Alle prossime elezioni, dalla Svp tutti si aspettano una sconfitta, pronti alcuni ad attribuirla allo stesso presidente candidato di punta (in provincia di Bolzano non viene eletto direttamente il presidente). Il partito di maggioranza forse limiterà i danni, perché l’opposizione non costituisce un’alternativa, e perché in fondo tutti i politici qui tengono la testa bassa, per timore di venire ignorati o denigrati dai giornali e dalle radio del monopolio mediatico. Quindi, comunque vada, la politica continuerà a lasciare le scelte di bilancio alle lobby dei grossi contadini, degli albergatori e dei cementificatori. È in questo clima di tensione interna che cade la proposta di macroregione.

Le vere questioni

A che serve una Macroregione? A Bolzano, prima di Natale, un migrante di 19 anni è morto di freddo e una settimana dopo è morto un cuoco di 64 anni, a Bressanone, in una baracca. Entrambi, il ragazzo appena arrivato e il lavoratore, non avevano un’abitazione.

Queste morti hanno scosso profondamente la popolazione e hanno anche messo in luce l’effetto di una politica che regala i terreni agli speculatori e non costruisce da anni case per le persone “normali”.

Il 30% di chi si iscrive all’Università di Bolzano non rimane, per mancanza di alloggi, e molte giovani famiglie se ne vanno in luoghi dove affitti e prezzi sono meno esosi.

Le dichiarazioni di cordoglio per i morti sono lacrime di coccodrillo: ci sono tante caserme vuote dotate di servizi, migliaia di alloggi vuoti, e tante canoniche e altri numerosi edifici che i proprietari potrebbero mettere a disposizione. Si dicono commossi e poi dimenticano tutto in fretta, nelle prime pagine dei giornali si parla con soddisfazione dei numeri dei visitatori dei mercatini di natale. Il resto è dimenticato. I nostri politici si litigano le responsabilità delle morti, come la responsabilità delle morti dei pedoni e dei ciclisti travolti dai camion liberi di correre in piena città, ma non fanno nulla.

Chiamano “emergenza” un fenomeno stabile come la migrazione o il traffico mostruoso, che durano da anni. Ma non ci sono progetti di lungo respiro per i poveri e i senzatetto. I migranti sono tutti concentrati nel capoluogo, negli altri comuni sono stati chiusi e perfino abbattuti (Laives) i CAS, cioè gli alloggi con servizi che esistevano fino al 2020.

In questa situazione, con una provincia molto ricca che però sul piano sociale e sanitario contiene enormi carenze, a che servirebbe una macroregione? Dopo tanta fatica per ottenere competenze amministrative e politiche e per allentare il più possibile le relazioni con il Trentino, per quale ragione la Provincia di Bolzano dovrebbe collaborare a creare un nuovo costoso carrozzone clientelare, all’interno del quale il punto di vista sudtirolese avrebbe un ruolo marginalissimo? Già l’Euregio costa tanto ed è soprattutto una passerella per politici in vena di esibizioni.

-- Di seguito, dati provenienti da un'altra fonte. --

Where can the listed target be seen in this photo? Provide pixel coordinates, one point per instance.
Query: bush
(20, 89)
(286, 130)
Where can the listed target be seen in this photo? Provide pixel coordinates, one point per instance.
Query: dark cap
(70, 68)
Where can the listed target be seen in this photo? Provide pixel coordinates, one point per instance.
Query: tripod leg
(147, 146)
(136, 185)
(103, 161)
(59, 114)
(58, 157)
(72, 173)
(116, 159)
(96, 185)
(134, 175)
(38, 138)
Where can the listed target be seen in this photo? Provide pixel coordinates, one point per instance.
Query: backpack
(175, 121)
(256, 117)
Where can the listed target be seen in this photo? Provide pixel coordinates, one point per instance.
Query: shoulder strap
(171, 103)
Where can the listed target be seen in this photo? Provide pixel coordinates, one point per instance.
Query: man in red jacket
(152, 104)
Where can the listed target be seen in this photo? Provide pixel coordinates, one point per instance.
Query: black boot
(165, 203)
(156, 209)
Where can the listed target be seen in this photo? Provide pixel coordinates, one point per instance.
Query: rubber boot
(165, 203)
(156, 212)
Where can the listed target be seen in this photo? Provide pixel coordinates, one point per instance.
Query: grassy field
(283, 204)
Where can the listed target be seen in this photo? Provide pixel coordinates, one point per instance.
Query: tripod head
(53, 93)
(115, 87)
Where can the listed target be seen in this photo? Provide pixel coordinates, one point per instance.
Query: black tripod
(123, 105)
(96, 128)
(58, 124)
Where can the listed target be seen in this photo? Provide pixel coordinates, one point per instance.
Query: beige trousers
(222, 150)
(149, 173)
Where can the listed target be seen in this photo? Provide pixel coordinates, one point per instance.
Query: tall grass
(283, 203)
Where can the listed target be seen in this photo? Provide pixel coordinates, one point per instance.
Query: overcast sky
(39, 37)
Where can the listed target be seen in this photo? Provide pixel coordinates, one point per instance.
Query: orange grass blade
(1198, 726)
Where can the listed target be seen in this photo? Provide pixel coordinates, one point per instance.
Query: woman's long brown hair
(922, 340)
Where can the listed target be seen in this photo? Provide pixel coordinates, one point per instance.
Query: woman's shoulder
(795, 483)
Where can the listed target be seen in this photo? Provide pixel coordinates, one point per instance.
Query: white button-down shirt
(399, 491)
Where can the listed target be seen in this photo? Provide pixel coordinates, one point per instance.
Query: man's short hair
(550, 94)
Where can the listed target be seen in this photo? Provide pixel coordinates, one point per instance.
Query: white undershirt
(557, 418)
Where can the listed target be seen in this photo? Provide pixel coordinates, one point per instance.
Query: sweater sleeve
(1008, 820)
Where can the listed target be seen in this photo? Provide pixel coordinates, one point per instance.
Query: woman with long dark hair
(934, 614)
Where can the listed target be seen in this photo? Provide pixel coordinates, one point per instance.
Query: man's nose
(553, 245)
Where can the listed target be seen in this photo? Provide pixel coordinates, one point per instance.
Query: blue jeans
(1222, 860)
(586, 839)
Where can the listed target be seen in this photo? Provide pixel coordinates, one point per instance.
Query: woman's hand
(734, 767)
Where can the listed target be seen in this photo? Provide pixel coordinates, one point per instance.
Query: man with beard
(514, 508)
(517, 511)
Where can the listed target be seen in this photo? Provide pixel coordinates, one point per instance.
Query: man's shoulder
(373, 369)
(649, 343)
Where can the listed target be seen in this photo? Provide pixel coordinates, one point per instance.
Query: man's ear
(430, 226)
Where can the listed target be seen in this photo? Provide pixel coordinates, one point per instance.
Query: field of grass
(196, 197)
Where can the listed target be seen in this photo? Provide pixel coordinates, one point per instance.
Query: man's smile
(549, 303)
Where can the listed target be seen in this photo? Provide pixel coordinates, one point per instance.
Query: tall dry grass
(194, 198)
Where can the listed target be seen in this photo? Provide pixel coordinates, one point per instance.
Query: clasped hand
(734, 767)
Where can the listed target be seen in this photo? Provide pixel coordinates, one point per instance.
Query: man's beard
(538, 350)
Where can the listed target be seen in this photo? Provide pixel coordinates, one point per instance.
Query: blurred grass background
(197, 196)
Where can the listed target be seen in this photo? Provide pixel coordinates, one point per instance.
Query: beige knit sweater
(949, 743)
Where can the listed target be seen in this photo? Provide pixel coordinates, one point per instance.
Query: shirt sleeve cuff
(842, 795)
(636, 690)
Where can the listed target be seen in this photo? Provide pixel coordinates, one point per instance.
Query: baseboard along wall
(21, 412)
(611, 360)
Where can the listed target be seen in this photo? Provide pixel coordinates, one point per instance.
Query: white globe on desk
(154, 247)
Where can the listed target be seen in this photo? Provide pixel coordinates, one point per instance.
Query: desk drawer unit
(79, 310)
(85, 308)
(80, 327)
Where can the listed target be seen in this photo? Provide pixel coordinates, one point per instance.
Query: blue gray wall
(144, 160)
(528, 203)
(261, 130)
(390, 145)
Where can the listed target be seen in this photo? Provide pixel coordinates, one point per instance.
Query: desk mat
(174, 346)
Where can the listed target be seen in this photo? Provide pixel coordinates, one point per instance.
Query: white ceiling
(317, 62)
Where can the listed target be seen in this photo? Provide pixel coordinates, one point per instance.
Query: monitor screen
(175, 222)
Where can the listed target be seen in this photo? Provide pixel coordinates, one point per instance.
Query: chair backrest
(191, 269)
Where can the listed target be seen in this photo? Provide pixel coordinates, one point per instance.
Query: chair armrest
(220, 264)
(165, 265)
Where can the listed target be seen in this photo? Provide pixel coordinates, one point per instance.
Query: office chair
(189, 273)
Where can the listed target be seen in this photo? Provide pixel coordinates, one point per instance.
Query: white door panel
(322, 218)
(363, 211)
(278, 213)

Le macroregioni furono proposte negli anni '90 dalla Fondazione Agnelli in un progetto di riforma federalista della Repubblica. L’obiettivo dei proponenti era allora di realizzare una riorganizzazione amministrativa e politica efficiente, con una ripartizione diversa dei poteri e delle competenze e alleggerire lo Stato da compiti che non è in grado di affrontare decentemente.

Il federalismo significa portare le decisioni vicine alle cittadine e ai cittadini, per accrescere la partecipazione, cioè la democrazia. Ma in Italia accadde allora che il tema divenne cosa propria della Lega Nord, che voleva – con Miglio – creare regioni etnicamente omogenee (liberandosi prima dei meridionali e poi dei migranti). Da parte del centro-sinistra, dove i partiti erano centralisti, non c’è stata mai una proposta alternativa concreta.

Le ragioni del rifiuto della proposta di macroregione sono molto diverse. Per chi scrive, si tratta di difendere i i principi che sono alla base dell’autonomia sudtirolese: la convivenza, il rispetto delle differenze, il concetto di tetto comune per persone di lingua, religione, culture diverse, che sono estranei al concetto di autonomia della Lega, che non ha mai rinnegato l’obiettivo della secessione economica delle regioni economicamente forti.